Tom Friedman Mocks U.S. Concern Over Civil Liberties in Latest Paean to Beijing

When it comes to China, Thomas Friedman just can't help himself. The paper's peripatetic columnist again indulged his strange affection for the authoritarian Communist regime in his Wednesday column, "From WikiChina." Speculating "What if China had a WikiLeaker? (some would say the WikiLeaker would be dead by now, but never mind ), Friedman made up a satirical cable from the Chinese embassy to Beijing.

It's fitting for a China admirer like Friedman to mock civil liberty concerns like the stepped-up police-style frisking of passengers by the Transportation Security Administration:

Things are going well here for China. America remains a deeply politically polarized country, which is certainly helpful for our goal of overtaking the U.S. as the world's most powerful economy and nation. But we're particularly optimistic because the Americans are polarized over all the wrong things.

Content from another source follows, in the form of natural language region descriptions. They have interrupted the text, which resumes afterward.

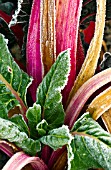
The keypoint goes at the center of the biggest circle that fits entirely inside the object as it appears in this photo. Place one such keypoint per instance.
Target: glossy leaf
(57, 138)
(91, 145)
(10, 131)
(34, 117)
(13, 81)
(48, 92)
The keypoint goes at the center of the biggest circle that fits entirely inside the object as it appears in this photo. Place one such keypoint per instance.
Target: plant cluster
(55, 84)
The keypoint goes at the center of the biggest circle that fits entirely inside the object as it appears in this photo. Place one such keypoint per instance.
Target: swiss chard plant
(49, 112)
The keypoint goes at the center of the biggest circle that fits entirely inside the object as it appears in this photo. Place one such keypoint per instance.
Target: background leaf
(91, 145)
(48, 92)
(13, 81)
(10, 131)
(57, 138)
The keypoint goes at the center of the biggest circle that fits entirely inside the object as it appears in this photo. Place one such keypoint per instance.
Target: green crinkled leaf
(48, 92)
(10, 131)
(34, 117)
(22, 12)
(57, 138)
(20, 122)
(91, 145)
(42, 128)
(13, 81)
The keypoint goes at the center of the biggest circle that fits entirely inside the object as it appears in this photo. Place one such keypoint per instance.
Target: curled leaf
(82, 95)
(100, 104)
(20, 159)
(90, 63)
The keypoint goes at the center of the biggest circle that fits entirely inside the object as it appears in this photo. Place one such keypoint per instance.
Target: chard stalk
(34, 62)
(67, 24)
(106, 117)
(20, 159)
(90, 63)
(47, 34)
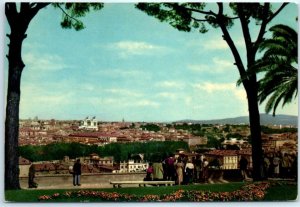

There is a willful self-destructiveness in the air here as if America has all the time and money in the world for petty politics. They fight over things like - we are not making this up - how and where an airport security officer can touch them....

Americans just had what they call an "election." Best we could tell it involved one congressman trying to raise more money than the other (all from businesses they are supposed to be regulating) so he could tell bigger lies on TV more often about the other guy before the other guy could do it to him. This leaves us relieved. It means America will do nothing serious to fix its structural problems: a ballooning deficit, declining educational performance, crumbling infrastructure and diminished immigration of new talent.

He took a predictable swipe at the Republicans for opposing spending to combat the threat of global warming:

Most of the Republicans just elected to Congress do not believe what their scientists tell them about man-made climate change. America's politicians are mostly lawyers - not engineers or scientists like ours - so they'll just say crazy things about science and nobody calls them on it. It's good. It means they will not support any bill to spur clean energy innovation, which is central to our next five-year plan. And this ensures that our efforts to dominate the wind, solar, nuclear and electric car industries will not be challenged by America.

Ace of Spades contributor DrewM questioned Friedman's admiration:

You seem to find it amusing and bit pathetic that Americans are debating the proper limits on government when it comes to security.